Abstract :
[en] Nondestructive test (NDT) has been widely used for defects detection, well joints inspection, and material integrity verification in recent decades. Gamma radiography’s applications in industry are known as high risk-related techniques among the nuclear-related industries nowadays. For example, the IAEA safety report about the lesson learned from accidents in industrial radiography reported that around 45 % of accidents in the nuclear industry accounted for industrial radiography in both developed and developing countries [1]. This demonstrates the need to optimize safety and protection measures around gamma sources used in fixed industrial radiography. The present study focuses on the optimization of engineering barriers during the sitting and construction phases of such facilities. Monte Carlo methods-based PHITS are used to optimize the shielding design of enclosures of a radiographic facility to create a safe working environment for both radiographers and the public. The Particle and Heavy Ion Transport code System [2, 3] was used to determine the appropriate concrete wall and dose estimation to keep radiation As Low As Reasonably Achievable (ALARA). As shown in Fig.1, there are many concerns in old built facilities and few in new ones, but the primary objective is to provide radiological protection regulation or to update and optimize the existing regulation, taking into consideration the shielding design of the facility
As the radiation exposure to any given material depends on the thickness of the shielding, the quantity, and the energy of the radiation, both Co-60 and Ir-192 sources were used in our study as they are the most used high-energetic radionuclides used in industrial radiography. The MC code used for computation, PHITS, is a general-purpose Monte Carlo Particle and Heavy Ion Transport code System developed by a collaboration between Japanese institutions and Europe. The version used, PHITS 3.10 with several changes, allows the simulation of photon and other particles of interest transport over a wide range of energy. The design principle here is based on providing enough shielded enclosure to keep the dose rates out of the facility (in the closest adjacent areas to the facility) lower than 2.5 μSv/h, in adherence to the ALARA principle for the public exposure. If not, a large exclusive area should be set, but this part is considered as administrative controls, which are discussed differently. The facility design was based on the IAEA safety report series [7] and the photon flux distribution simulated is presented in Fig. 2 along with the plot of the dose conversion factor used for computation.

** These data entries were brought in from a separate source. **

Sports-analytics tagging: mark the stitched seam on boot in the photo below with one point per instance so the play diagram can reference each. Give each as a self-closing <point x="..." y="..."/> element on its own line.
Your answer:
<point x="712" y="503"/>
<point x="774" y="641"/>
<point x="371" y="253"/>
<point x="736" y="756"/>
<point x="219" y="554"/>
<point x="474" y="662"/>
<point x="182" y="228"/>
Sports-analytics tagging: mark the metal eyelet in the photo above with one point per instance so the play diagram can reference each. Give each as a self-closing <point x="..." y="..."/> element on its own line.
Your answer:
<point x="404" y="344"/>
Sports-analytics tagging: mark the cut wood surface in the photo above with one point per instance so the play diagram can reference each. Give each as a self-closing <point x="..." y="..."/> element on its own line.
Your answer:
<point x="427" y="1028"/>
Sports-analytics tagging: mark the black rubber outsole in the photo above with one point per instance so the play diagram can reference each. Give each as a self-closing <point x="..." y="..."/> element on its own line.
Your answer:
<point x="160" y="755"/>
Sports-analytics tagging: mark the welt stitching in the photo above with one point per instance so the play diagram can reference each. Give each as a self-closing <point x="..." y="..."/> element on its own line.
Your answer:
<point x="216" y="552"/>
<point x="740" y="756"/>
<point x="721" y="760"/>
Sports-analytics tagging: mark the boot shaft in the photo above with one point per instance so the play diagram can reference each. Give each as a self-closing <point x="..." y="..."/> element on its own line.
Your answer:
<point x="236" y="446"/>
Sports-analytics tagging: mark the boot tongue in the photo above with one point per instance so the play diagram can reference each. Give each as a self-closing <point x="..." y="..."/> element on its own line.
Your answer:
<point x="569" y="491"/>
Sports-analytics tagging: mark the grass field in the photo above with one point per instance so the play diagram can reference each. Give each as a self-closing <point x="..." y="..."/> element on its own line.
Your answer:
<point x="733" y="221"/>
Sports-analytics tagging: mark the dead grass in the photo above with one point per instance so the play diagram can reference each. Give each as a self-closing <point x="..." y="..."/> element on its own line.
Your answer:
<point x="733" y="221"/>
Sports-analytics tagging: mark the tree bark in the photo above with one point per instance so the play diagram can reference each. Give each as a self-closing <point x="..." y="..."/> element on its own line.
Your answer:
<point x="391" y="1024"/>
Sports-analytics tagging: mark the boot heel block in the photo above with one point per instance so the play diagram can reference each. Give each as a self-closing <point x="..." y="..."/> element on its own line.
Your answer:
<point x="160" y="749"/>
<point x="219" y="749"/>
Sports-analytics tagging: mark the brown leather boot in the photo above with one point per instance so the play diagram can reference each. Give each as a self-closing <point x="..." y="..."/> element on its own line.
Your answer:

Appropriate concrete thickness to shield radiation from isotropic sources was computed prior to the radiographic testing room design. The minimum concrete wall thickness for the facility using Co-60 sources described previously was found to be 120 cm while it was found to be 70 cm for Ir-192 related facility as shown in TABLE 2. To ensure that the radiation dose falls under the recommended limits set either by international organizations as IAEA, or by the regulatory authority of Cameroon, the necessary and appropriate shielding walls and shielding materials shall be installed and regulated by laws.
It is recommended to the government, conjointly with the NRPA of Cameroon, to make a law project in this regard that will be passed in view to facilitate the regulation of the wide-spreading practice of industrial radiography using radioactive sources, especially gamma imaging. The present code could be really helpful to the Government of Cameroon in developing a database for sitting and construction of radiographic testing rooms depending on the radionuclide type, its energy and intensity, and its activity. Appropriate design-based maze technology was developed by Guembou in his thesis [6]. There is a real need for the implementation of the international rules and the adoption of clear and specific national guides for the application of industrial radiography in Cameroon as well as in different other countries. Different IAEA safety standards series, safety reports series, and technical documents were provided to help governments, institutions, and individuals involved in the use of radioactive sources for industrial radiography to develop an appropriate safety culture. In this regard, enclosures of a radiographic room should be properly designed and used for the sources for which they were designed, considering the maximum activity, the type of radioisotope, their energy, and intensity. Developing countries as Cameroon could use MC simulation for national regulation improvement according to their socioeconomic statute and technology-based considerations.